4.3 Study Generalizability

The generalizability of clinical studies, often underlying bottom-up COI studies, should be questioned because patients recruited into clinical trials are seldom representative of the total population of individuals affected by a disease, particularly if the underlying disease tends to be chronic. Since the results of top-down COI studies represent the costs for the entire diseased population, a comparison of the bottom-up findings with top-down findings can help to judge the generalizability of bottom-up costs. Based on a 12-month prevalence of ADs of 10%, a 2.17-fold increase in direct costs due to ADs, would correspond to a share of 10.5% of total health expenditures attributable to ADs [10%*(2.17−1) / (10%*2.17 + 90%) = 10.5%]. This portion is 5.6 times the average portion of direct costs for ADs on total health expenditures estimated in top-down COI studies, indicating that the cost estimates derived in bottom-up studies overestimated the true population mean of direct costs due to ADs.

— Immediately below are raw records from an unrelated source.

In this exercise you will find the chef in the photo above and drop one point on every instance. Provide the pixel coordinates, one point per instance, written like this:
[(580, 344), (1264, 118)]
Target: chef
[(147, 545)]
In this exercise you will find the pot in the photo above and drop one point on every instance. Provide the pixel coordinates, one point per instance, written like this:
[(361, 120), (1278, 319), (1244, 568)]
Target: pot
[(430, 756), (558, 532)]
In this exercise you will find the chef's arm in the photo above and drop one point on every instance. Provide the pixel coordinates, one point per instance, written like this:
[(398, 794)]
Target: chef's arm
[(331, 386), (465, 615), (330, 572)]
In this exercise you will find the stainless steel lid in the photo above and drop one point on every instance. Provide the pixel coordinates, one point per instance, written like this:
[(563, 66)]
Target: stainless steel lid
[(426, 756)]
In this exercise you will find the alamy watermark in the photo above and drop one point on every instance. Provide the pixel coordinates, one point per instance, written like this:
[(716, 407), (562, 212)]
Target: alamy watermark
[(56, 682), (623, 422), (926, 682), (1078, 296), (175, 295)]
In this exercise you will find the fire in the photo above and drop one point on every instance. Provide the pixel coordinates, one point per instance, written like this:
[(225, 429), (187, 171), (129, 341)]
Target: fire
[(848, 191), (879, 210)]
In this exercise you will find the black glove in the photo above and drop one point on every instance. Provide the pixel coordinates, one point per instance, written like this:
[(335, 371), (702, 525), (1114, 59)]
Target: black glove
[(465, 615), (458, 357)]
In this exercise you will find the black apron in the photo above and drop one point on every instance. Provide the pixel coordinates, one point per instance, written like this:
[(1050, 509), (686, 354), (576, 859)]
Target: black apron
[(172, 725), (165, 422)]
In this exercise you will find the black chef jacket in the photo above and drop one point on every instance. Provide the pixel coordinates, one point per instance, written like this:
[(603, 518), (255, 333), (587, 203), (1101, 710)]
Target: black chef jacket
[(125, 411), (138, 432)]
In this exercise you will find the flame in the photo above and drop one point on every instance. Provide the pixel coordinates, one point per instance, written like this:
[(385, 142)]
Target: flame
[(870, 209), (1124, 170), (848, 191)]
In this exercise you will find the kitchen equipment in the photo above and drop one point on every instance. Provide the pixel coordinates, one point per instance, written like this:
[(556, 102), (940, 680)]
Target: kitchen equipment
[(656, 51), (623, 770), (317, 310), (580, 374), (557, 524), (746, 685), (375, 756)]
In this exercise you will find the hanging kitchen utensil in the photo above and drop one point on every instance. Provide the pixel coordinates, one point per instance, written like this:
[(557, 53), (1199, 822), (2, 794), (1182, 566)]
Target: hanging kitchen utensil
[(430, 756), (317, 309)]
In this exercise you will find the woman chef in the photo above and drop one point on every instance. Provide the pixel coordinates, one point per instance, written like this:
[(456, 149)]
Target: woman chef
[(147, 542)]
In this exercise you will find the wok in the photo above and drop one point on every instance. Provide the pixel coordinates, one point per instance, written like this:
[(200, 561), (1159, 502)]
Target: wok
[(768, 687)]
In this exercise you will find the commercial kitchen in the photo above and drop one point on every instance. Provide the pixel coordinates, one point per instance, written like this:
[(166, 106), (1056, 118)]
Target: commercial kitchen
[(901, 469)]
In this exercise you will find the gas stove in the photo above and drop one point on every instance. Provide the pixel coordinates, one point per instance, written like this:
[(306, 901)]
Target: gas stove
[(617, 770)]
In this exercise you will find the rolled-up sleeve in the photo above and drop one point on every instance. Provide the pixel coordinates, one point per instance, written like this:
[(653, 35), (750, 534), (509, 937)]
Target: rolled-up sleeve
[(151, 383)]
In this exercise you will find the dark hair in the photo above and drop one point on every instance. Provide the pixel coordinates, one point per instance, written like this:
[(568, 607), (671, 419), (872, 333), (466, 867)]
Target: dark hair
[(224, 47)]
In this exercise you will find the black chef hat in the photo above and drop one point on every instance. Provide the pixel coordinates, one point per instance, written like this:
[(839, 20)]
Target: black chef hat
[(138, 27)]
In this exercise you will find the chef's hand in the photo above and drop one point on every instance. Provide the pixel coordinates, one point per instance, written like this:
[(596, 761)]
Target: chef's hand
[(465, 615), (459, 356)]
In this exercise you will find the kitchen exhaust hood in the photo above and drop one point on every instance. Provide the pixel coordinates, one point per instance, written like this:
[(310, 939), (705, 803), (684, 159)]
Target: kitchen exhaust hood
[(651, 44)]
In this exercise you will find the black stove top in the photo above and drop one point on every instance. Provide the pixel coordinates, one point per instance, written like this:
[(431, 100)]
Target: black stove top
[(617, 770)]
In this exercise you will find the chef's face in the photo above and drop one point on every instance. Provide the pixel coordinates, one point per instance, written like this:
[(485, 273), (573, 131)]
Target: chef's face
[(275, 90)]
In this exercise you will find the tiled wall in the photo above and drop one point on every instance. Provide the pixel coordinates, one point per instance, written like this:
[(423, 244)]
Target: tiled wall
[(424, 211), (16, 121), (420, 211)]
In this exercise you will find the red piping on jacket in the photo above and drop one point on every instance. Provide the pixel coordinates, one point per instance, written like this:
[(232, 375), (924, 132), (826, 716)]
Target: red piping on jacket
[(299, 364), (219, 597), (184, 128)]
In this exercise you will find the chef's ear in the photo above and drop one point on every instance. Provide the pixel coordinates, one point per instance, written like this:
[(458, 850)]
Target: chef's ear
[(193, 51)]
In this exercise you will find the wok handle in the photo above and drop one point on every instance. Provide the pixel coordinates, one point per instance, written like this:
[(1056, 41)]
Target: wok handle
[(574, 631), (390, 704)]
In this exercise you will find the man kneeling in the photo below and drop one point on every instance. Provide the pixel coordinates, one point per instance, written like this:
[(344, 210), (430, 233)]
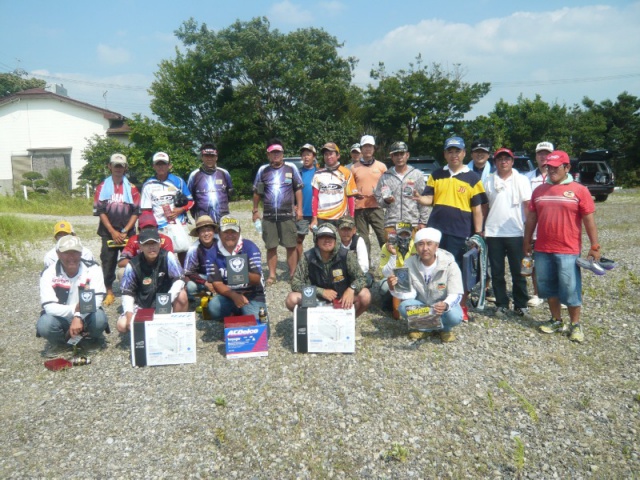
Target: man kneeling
[(334, 271), (436, 282), (150, 272)]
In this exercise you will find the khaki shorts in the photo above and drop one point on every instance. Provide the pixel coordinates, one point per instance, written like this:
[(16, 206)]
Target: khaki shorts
[(280, 232)]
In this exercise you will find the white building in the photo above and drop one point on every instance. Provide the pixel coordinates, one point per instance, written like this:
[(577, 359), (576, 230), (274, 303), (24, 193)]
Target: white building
[(41, 130)]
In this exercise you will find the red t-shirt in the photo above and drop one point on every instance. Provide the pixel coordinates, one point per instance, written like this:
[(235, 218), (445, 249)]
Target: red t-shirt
[(560, 209)]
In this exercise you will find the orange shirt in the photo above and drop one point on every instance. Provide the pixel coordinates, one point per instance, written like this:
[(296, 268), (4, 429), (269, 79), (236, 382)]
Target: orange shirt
[(366, 177)]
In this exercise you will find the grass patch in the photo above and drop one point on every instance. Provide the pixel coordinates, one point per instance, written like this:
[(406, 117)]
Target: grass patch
[(50, 204)]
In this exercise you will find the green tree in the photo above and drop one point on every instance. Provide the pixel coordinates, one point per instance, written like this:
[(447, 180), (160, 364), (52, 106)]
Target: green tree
[(246, 83), (421, 105), (17, 81)]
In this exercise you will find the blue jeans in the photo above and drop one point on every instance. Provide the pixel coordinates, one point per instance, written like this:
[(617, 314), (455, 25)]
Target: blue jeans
[(55, 329), (450, 319), (559, 277), (221, 306)]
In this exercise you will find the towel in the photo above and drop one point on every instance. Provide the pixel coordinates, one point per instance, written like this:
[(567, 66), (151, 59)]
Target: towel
[(108, 187)]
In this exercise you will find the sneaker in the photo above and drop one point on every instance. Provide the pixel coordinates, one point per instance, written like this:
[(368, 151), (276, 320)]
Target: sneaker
[(446, 337), (534, 301), (553, 326), (606, 263), (522, 312), (590, 265), (501, 312), (418, 335), (576, 335)]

This phenomenon, resulting from including over-proportionally ill individuals into clinical studies, is well known and is based on the fact that, for practical reasons, study participants are often recruited when they are in contact with the health care system and are therefore, on average, in a more severe (or acute) disease stage than the average diseased person who does not seek contact with the health care system. Consequently, our pooled ROM estimate should be regarded as ‘for acute disease only’. On the other hand, top-down COI studies might underestimate the true costs of AD due to limitations in the assessment of costs that are not directly related to AD treatment, but rather indirectly ‘induced’ by ADs (e.g. somatic health care utilization due to physical conditions resulting from ADs). Whereas such costs can be well measured by bottom-up COI studies comparing patients with healthy controls, it might be challenging to fully assess such costs in a top-down design. In conclusion, our estimates should be regarded as lower and upper boundaries of a range within which the true estimate will most likely be.

5 Conclusions

We found that ADs are associated with a low proportion of health care costs on a population level, but a significant increase in health care costs when measured on an individual level. Our disorder-specific subgroup analysis showed that study findings are most homogeneous within specific ADs. Therefore, to get a more detailed picture of the costs of ADs, more studies for currently under researched ADs such as panic disorder are needed. With the ROM, we found a way to aggregate the results of bottom-up COI studies, which, to date, seems to be a rare but promising way to generate aggregated cross-study evidence in COI research. Although a relatively large number of bottom-up and top-down COI studies on ADs exist, the quantification of the true costs of AD remains a challenging effort since a combination of methodological differences between studies with general differences in health care utilization and pricing between countries generates large between-study heterogeneity. It remains a task for future research to implement more standardized methods for conducting COI studies to reduce this heterogeneity and increase cross-country, and even within country, comparability of COI studies.